Алая заря - [51]
В анархистский стан шли люди одержимые, которые отлично знали, что участие в борьбе не только ничего им не даст, но и навлечет на них гонения со стороны правительства; напротив, в социалистическую партию некоторые вступали по расчету. Эти люди, случайно заделавшиеся социалистами, откровенно брали из социалистического учения только то, что сулило им материальную выгоду, а именно: идею ассоциации в форме касс добровольной и обязательной взаимопомощи. Практика создания таких объединений воспитывала и развивала в них дух авторитарности, деспотичности и отвратительного эгоизма. В результате возродились корпоративно–цеховые тенденции, снова введены были мелочная регламентация и строгие правила приема на работу: чтобы устроиться на ту или иную фабрику, необходимо было не только стать членом такой ассоциации, не только подчиняться цеховому уставу, но и платить членские взносы.
Такие методы представлялись анархистам проявлением авторитарности в худшем ее виде.
Почти все идеологи анархизма мнили себя писателями и витали в мире абстракций; наоборот, среди социалистов изобиловали ораторы. Анархисты проявляли повышенный интерес к этическим проблемам и охотно спорили по поводу морали и свободной любви; социалистам, напротив, нравилось выступать с речами в своих местных организациях, устраивать всякого рода съезды в узком составе, плести интриги и заниматься предвыборными делами. Все они, несомненно, были людьми практичными. Анархисты в основной своей массе отличались бескорыстием, но были заносчивы и считали себя апостолами и существами высшего порядка.

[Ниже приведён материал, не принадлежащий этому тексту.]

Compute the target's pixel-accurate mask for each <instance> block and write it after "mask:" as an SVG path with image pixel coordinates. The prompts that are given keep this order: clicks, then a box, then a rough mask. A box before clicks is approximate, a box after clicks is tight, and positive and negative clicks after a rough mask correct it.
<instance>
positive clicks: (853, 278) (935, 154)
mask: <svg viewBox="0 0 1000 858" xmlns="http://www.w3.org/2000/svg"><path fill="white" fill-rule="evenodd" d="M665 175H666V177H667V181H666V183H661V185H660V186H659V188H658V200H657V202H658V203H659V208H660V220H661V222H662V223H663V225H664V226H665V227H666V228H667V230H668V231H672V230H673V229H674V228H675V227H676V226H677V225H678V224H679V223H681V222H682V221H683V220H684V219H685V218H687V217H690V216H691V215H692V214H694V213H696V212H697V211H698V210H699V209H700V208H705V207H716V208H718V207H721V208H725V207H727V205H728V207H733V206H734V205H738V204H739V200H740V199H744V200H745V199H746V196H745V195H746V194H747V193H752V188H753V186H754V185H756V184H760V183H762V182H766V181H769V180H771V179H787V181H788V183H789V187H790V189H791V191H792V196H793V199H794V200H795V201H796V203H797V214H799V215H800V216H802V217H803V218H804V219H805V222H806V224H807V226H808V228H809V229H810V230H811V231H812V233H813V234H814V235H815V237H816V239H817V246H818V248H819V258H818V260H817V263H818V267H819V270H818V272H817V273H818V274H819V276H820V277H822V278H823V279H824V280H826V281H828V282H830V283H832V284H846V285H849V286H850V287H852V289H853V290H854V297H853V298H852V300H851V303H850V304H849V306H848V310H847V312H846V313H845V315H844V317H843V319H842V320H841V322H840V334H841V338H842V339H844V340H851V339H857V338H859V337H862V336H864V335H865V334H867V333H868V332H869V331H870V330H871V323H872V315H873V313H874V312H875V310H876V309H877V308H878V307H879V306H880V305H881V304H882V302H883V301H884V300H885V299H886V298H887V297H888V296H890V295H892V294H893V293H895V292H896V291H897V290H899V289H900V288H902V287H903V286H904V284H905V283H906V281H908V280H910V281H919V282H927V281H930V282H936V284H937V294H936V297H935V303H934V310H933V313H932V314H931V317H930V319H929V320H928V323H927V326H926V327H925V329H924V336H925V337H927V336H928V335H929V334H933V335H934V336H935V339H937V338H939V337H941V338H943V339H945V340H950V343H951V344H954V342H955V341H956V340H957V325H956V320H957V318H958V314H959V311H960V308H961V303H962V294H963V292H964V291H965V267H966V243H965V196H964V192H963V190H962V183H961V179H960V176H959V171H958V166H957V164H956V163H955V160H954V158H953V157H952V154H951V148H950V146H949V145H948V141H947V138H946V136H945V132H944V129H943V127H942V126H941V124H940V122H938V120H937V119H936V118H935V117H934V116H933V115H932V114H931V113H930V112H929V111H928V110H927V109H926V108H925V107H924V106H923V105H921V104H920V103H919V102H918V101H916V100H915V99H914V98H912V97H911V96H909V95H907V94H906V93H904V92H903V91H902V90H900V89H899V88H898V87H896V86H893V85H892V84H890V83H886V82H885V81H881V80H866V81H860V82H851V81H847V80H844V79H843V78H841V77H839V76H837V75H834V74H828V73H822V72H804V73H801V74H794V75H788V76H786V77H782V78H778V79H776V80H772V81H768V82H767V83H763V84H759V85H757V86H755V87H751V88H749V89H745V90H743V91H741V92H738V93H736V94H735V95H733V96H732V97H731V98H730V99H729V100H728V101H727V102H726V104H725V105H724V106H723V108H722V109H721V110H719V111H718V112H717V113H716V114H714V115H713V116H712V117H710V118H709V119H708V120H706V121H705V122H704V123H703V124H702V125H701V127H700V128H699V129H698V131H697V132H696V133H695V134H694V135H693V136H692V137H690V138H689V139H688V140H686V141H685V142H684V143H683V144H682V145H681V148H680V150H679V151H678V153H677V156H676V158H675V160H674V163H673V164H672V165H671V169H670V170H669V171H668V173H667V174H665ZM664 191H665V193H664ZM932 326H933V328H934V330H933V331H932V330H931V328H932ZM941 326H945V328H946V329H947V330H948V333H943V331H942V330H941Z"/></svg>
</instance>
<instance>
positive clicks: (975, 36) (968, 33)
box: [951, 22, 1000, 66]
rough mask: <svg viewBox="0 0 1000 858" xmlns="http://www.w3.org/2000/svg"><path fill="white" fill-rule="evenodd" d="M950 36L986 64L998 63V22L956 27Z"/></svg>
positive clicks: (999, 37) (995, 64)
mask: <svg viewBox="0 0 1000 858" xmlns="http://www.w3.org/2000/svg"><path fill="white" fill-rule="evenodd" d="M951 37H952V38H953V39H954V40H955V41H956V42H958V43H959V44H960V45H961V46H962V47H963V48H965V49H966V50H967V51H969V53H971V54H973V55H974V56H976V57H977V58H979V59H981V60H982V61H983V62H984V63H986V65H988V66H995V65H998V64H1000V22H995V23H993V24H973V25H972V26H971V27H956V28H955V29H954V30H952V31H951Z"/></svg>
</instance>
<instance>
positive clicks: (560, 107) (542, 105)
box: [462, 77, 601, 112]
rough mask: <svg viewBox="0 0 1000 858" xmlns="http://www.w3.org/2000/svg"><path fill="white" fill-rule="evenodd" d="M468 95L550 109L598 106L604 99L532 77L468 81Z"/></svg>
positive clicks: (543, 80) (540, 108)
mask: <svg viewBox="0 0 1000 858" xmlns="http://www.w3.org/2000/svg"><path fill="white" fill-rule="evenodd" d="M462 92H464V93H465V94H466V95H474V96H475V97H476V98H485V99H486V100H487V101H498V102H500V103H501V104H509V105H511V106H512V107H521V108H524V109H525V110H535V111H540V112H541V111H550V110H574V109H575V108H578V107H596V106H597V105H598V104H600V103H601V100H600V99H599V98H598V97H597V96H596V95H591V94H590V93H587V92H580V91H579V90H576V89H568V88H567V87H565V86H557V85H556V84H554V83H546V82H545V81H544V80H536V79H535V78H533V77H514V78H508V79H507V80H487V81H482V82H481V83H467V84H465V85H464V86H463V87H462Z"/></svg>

Они наивно полагали, что достаточно переменить название вещи, как изменится и само ее существо. Для большинства из них казалось самоочевидным, что стоит только человеку объявить себя анархистом, как он сразу начнет лучше мыслить, стоит только приклеить себе этот ярлык, как в ту же секунду от него отступятся все пороки, дурные страсти, грубые мысли, и тогда он сможет собрать их в кучу и швырнуть в корзину, как грязное белье.
В условиях иной культуры все анархисты, кроме отдельных неуравновешенных или просто испорченных людей, по своим добрым намерениям и порывам могли бы стать полезными членами общества; но все они страдали тщеславием — пороком, который мешал им нормально функционировать в общественной среде. Это было непомерно раздутое тщеславие якобинца, тем более сильное, чем искуснее его прятали, тщеславие, нетерпимое к критике, желающее все подогнать под свою мерку, подчинить своей логике, будто бы единственно правильной и единственно возможной.
Вообще говоря, и анархисты и социалисты, замученные бесконечными дискуссиями, чтением и непомерным употреблением кофе, находились в состоянии постоянного возбуждения, которое трепало их, словно перемежающаяся лихорадка. Бывали дни, когда всех их охватывало чувство усталости и разочарования, иногда, наоборот, они испытывали прилив необычайного энтузиазма, и тогда начиналась настоящая оргия словопрений.
Члены обеих рабочих партий были в среде рабочего класса проводниками идеологии буржуазных партий: социалисты представляли консервативное, оппортунистическое, реформистское, благоразумно–умеренное начало, анархисты, являясь как бы параллельно республиканцам, выражали бунтарские тенденции, свойственные радикальным партиям.
Различие между рабочими и буржуазными партиями состояло не столько в идеях, сколько в людях. Обе рабочие партии были уверены, что никогда не придут к власти, поэтому в их ряды вступали люди одержимые, верующие и просто расчетливые, но никогда ими не владела та мелочная страсть к деньгам и славе, которая характерна для буржуазных олигархий. Великое превосходство над этими последними давал рабочим партиям их интернационализм, который заставлял их искать идеального человека скорее за пределами Испании, чем в ней самой.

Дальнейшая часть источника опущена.